Namun yang kadang pemberi bantuan memang harus menunjukkan identitas diri dan kelompoknya, apabila bantuannya itu disalurkan melalui atau kepada lembaga-lembaga yang membutuhkan akuntabilitas dan tranparansi kepada publik. Tidak ada jalan lain kecuali pemberi bantuan memberikan identitasnya, walaupun masih bisa juga untuk disamarkan. Yang menjadi persoalan lain adalah kadang pemberi bantuan masih ragu apakah lembaga-lembaga yang dititipi amanah itu benar-benar akan menyalurkan bantuannya atau tidak. Jika yang dititipi amanah itu benar-benar dapat dipercaya untuk menyalurkan bantuannya, maka sebenarnya juga tidak perlu untuk menonjolkan identitas diri dan kelompoknya.

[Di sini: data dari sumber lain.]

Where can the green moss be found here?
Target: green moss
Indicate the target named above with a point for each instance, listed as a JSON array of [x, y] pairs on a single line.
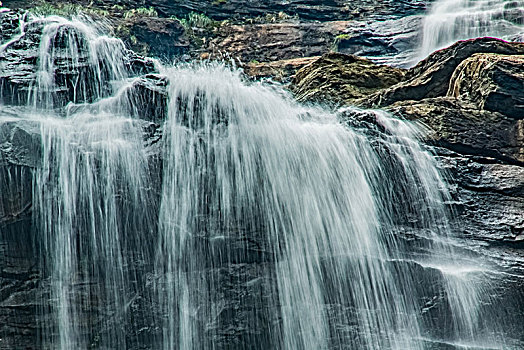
[[66, 10], [141, 12]]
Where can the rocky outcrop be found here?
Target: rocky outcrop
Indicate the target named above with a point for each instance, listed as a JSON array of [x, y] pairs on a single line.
[[492, 82], [324, 10], [432, 76], [282, 70], [274, 41], [464, 128], [343, 79], [469, 97]]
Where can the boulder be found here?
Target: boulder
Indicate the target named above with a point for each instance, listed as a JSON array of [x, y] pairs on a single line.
[[493, 82], [431, 77], [152, 36], [273, 41], [282, 70], [343, 79], [464, 128]]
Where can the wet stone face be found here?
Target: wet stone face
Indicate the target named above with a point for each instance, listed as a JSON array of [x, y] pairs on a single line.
[[194, 209]]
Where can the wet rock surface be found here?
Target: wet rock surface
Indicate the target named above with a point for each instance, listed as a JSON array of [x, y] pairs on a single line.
[[350, 79], [478, 142], [468, 96]]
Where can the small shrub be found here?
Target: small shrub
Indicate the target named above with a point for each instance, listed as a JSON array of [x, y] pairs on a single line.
[[141, 12]]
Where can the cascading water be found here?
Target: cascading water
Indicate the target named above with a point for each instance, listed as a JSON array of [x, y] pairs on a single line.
[[451, 20], [275, 225]]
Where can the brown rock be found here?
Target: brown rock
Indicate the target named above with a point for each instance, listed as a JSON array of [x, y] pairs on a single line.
[[431, 77], [463, 128], [278, 70], [493, 82], [343, 79]]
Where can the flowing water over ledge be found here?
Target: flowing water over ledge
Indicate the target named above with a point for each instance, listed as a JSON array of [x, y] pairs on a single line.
[[259, 223]]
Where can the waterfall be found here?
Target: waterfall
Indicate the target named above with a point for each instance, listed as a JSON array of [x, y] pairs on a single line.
[[451, 20], [273, 224]]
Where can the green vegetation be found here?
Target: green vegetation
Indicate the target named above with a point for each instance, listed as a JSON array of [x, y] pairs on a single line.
[[141, 12], [198, 20], [66, 10]]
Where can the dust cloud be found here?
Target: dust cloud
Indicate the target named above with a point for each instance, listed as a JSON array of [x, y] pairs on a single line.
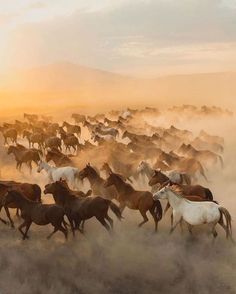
[[131, 260]]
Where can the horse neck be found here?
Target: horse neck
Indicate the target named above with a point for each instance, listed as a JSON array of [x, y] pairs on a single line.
[[60, 196], [23, 203], [94, 178], [16, 152], [47, 167], [122, 187], [149, 171], [174, 200]]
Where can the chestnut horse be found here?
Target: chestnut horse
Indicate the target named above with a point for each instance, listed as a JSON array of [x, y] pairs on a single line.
[[137, 200], [82, 208], [30, 191], [34, 212], [97, 183]]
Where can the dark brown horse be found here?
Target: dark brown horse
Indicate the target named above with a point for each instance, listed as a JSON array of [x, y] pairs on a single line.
[[137, 200], [58, 158], [204, 193], [82, 208], [26, 156], [34, 212], [30, 191], [97, 183], [9, 134]]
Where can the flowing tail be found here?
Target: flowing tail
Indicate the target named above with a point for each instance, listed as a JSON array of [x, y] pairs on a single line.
[[115, 209], [37, 191], [186, 178], [224, 212], [221, 161], [158, 209], [209, 194], [202, 172]]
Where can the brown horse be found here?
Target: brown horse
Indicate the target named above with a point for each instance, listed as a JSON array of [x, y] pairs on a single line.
[[188, 165], [159, 177], [73, 129], [26, 156], [9, 134], [204, 193], [137, 200], [70, 140], [30, 191], [53, 142], [34, 212], [107, 169], [97, 183], [204, 156], [82, 208], [58, 158]]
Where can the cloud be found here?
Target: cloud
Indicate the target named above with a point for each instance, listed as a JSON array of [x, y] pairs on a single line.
[[131, 34]]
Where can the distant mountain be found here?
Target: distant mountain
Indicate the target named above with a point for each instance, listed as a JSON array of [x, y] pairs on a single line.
[[68, 83]]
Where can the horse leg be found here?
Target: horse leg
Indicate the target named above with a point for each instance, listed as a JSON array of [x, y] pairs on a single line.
[[167, 207], [103, 222], [1, 219], [176, 224], [17, 212], [24, 224], [71, 226], [213, 231], [152, 211], [221, 223], [122, 207], [145, 218], [26, 230], [64, 231], [82, 226], [9, 216], [190, 227], [110, 220], [53, 232]]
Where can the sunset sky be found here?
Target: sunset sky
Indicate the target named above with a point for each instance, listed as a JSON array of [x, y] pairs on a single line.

Contoh dan suri tauladan yang baik memang harus kita perlihatkan kepada orang lain, agar orang lain mau melakukan hal yang sama. Akan tetapi yang sering terjadi pada manusia adalah justru sering ingin memperlihatkan kebaikannya kepada orang lain, dengan tujuan agar orang lain memberikan pujian kepadanya. Untuk meraih derajat mukhlis (orang yang ikhlas) memang tidak mudah,-sebagaimana syaratnya Pak Haji kepada calon menantunya Fandy yang kita lihat di sinetron Kiamat Sudah Dekat-, namun dengan membiasakan diri untuk menyembunyikan diri dan tidak mencari pamrih dalam setiap derma kita, derajat mukhlis tentu akan bisa kita raih, insya Allah. Wallahu a’lam bish-shawab.